%A Deng Yun, Wang Bin, Li Qiang, Zhang Zhiming, Deng Xiaobao, Cao Min, Lin Luxiang %T An analysis of lightweight-drone-assisted mapping accuracy in tropical forest plot %0 Journal Article %D 2018 %J Biodiv Sci %R 10.17520/biods.2018039 %P 892-904 %V 26 %N 8 %U {https://www.biodiversity-science.net/CN/abstract/article_29315.shtml} %8 2018-08-20 %X

Accurate coordinate position is a prerequisite for combining drone-assisted remotely sensed data and ground survey data. However, in the practice of surveying forests, many factors prevent accurate measurement of coordinate position and inaccurate coordinates may lead to incorrect conclusions. Therefore, researchers must pay attention to factors effecting accuracy of position. In this study, we compared location error of ground control points (GCPs), model error of photogrammetric point cloud (estimated by Photoscan software) and reprojection error of camera exposure position.
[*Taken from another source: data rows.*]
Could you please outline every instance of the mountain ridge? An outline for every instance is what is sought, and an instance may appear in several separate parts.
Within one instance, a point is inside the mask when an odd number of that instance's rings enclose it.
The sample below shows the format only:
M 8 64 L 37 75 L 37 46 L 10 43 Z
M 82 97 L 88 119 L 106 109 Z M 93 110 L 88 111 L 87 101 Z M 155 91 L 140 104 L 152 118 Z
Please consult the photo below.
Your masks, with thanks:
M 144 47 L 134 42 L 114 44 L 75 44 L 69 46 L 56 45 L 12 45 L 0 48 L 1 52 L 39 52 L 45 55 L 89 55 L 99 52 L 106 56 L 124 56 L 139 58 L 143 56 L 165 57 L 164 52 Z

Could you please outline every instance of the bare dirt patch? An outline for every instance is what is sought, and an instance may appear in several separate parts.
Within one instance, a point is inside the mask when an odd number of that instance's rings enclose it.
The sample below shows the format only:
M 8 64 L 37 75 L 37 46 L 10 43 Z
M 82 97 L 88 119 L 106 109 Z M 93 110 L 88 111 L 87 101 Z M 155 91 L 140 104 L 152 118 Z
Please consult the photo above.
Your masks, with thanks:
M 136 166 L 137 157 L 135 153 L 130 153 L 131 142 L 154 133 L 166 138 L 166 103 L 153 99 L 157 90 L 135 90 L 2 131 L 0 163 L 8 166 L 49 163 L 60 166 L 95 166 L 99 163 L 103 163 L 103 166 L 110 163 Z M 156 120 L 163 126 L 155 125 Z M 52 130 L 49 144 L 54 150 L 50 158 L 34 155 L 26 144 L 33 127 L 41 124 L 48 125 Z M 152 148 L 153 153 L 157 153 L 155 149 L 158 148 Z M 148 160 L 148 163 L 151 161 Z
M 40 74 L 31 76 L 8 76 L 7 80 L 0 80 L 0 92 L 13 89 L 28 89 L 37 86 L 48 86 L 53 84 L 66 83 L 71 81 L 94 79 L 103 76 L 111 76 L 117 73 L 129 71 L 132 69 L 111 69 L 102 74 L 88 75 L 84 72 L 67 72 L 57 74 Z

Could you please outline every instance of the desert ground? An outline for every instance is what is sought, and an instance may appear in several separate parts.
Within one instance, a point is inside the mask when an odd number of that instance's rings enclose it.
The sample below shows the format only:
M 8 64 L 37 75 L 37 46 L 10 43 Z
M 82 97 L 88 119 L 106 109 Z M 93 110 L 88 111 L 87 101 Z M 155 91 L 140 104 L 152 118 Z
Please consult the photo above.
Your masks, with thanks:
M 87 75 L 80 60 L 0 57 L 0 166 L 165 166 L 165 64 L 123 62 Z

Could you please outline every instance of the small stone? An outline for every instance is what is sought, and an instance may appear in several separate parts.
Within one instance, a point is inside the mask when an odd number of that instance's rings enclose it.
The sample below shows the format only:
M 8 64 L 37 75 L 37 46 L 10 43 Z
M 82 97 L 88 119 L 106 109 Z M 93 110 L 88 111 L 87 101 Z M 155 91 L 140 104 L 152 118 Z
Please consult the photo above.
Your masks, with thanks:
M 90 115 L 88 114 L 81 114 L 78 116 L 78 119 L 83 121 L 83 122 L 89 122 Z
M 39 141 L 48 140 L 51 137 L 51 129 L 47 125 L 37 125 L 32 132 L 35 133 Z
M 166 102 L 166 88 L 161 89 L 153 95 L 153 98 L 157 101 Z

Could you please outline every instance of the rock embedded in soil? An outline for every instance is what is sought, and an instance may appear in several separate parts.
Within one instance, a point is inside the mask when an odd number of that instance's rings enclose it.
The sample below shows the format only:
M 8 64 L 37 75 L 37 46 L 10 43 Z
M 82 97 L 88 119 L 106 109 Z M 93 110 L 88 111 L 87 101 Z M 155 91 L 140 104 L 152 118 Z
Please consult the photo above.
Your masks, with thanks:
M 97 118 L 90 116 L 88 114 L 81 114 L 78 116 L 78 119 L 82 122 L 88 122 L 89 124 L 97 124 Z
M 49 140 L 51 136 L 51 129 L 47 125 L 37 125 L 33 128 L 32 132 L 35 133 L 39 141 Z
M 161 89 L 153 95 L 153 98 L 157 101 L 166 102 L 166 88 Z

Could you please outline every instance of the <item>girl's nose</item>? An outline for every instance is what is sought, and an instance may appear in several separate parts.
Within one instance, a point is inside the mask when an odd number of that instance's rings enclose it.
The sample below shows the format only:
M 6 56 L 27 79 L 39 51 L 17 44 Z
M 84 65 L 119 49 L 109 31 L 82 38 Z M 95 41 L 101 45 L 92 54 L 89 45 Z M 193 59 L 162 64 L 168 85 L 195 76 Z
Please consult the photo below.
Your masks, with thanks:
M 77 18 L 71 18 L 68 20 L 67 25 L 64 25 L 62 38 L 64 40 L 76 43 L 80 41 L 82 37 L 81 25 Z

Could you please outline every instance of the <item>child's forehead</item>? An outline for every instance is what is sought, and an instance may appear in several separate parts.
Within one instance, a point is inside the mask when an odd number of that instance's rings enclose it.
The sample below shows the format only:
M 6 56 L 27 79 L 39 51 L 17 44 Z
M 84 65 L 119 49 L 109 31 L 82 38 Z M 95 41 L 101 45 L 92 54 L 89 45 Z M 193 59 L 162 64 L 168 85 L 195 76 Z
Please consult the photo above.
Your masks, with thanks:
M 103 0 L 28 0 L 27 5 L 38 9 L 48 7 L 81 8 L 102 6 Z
First, we found that real time kinematic (RTK) global navigation satellite system (GNSS) cannot locate position in tropical forest with high accuracy. The root mean square error (RMSE) of GCPs in canopy gaps were 0.167 ± 0.158 m and 0.297 ± 0.170 m in the horizontal and vertical axes respectively. In comparison, RMSE of GCPs within forests were 0.392 ± 0.368 m and 0.657 ± 0.412 m respectively for horizontal and vertical axes. Second, the number and measurement accuracy of GCPs influenced model error of photogrammetric point cloud. Third, reprojection error of camera exposure position (18.434 ± 5.252 m and 34.042 ± 6.920 m in horizontal and vertical axes respectively) was much greater than location error of GCPs when the drone acquired position with a single-station GPS system. Fourth, standard deviation of difference between estimated digital terrain model (DTMestimated) and measured digital terrain model (DTMmeasured) was positively correlated with mean canopy height (r = 0.713, P < 0.05). DTMestimated was better estimated at 20 ha scale than at 1 ha scale. Based on these results, we suggest that uniform distribution and sufficient numbers of GCPs can improve drone-assisted mapping accuracy. Lightweight-drone-based photogrammetry has an advantage in requiring fewer equipment and enabling creation of accurate DSM (digital surface model), but remains incapable of estimating ground elevation. Researchers should consider these factors related to accuracy before using drones for surveys.